O Dr. Nate Daniels (Idris Elba) enviuvou recentemente. A ex-mulher perdeu a batalha contra um cancro, deixando-o sozinho com as filhas, Meredith (Iyana Halley) e Norah (Leah Jeffries), que o ressentem pelo divórcio, particularmente, Meredith que o acusa de ter abandonado a progenitora na sua hora de necessidade, aproveitando todas as ocasiões que se proporcionam, para demonstrar o desdém que sente pelo pai.

Numa tentativa de reparar esses laços, Nate leva as filhas até uma reserva natural na África do Sul, onde a mãe passou muitos anos. Uma vez lá, reencontram-se com Martin (Sharlto Copley), um velho amigo da família que os recebe de braços abertos em sua casa e lhes promete uma tour pela zona.

No entanto, os planos acabaram gorados. Porquê? Pois bem, digamos apenas, que, durante um passeio pela savana, se vão cruzar com um leão esfomeado, confuso e furioso.


Essa confusão é, desde logo, fundamental, porque, ao contrário do que um título sensacionalista como "A Besta" parece sugerir, o filme do islandês Baltasar Kormákur é, acima de tudo, uma denúncia do horror da caça furtiva, que tanto tem fustigado o continente africano.

Afinal, como menciona Martin, a certo ponto, um leão não atacaria humanos assim, "A Besta" titular apenas se transformou nesta implacável máquina assassina, devido à intervenção dos caçadores furtivos, que assassinaram toda a sua matilha, colocando-o em pânico e forçando-o a fazer tudo o que pode para se defender. Porém, tratando-se de um leão, ele não possui a capacidade de distinguir quem é maligno ou benigno, a única maneira de continuar é assumir que todos podem querer transformá-lo num troféu.

Curiosamente, Kormákur e o argumentista Ryan Engle conseguem mesmo combinar essas componentes de crítica social, com uma saga familiar antiquada (no melhor sentido possível do termo) e tocante.


Elba é admirável, como sempre, incorporando todas as falhas que corroem a alma (e ameaçam as relações) de um homem fundamentalmente bom. Nunca quis, propositadamente, magoar a falecida ex-mulher ou as filhas, mas, isso acabou por acontecer naturalmente, como consequência das suas ações, potencialmente, mal pensadas.

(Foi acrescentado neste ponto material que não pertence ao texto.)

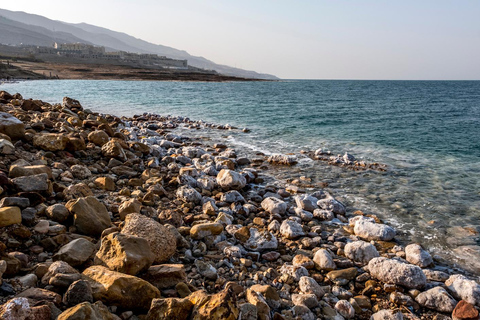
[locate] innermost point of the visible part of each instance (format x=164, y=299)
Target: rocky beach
x=106, y=217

Outra jogada de mestre do argumento é a maneira como o retrata como um homem comum, inteligente e fácil de simpatizar, mas, totalmente impreparado para lidar com situações limite (seja a forma como a morte da ex-mulher degradou a sua relação com as filhas ou o surgimento de um leão esfomeado que, na volta, até pode ser encarado como uma metáfora para os problemas familiares de Nate), aumentando a intensidade das cenas e fazendo com que seja mais fácil para o espetador colocar-se nos seus sapatos.

E se, tanto Sharlto Copley (sempre tremendo), como Iyana Halley e Leah Jeffries nunca desiludem, a segunda estrela do filme, atrás de Elba, é mesmo o próprio realizador, que além de ser capaz de criar e manter um clima de tensão permanente, ainda espanta com a sua predileção por planos longuíssimos, que enchem o olho e providenciam uma fluidez impressionante à ação. E, ainda dizem que Hollywood deixou de se interessar por pequenos filmes, capazes de utilizar (ou ostentar) uma linguagem, especificamente, cinematográfica.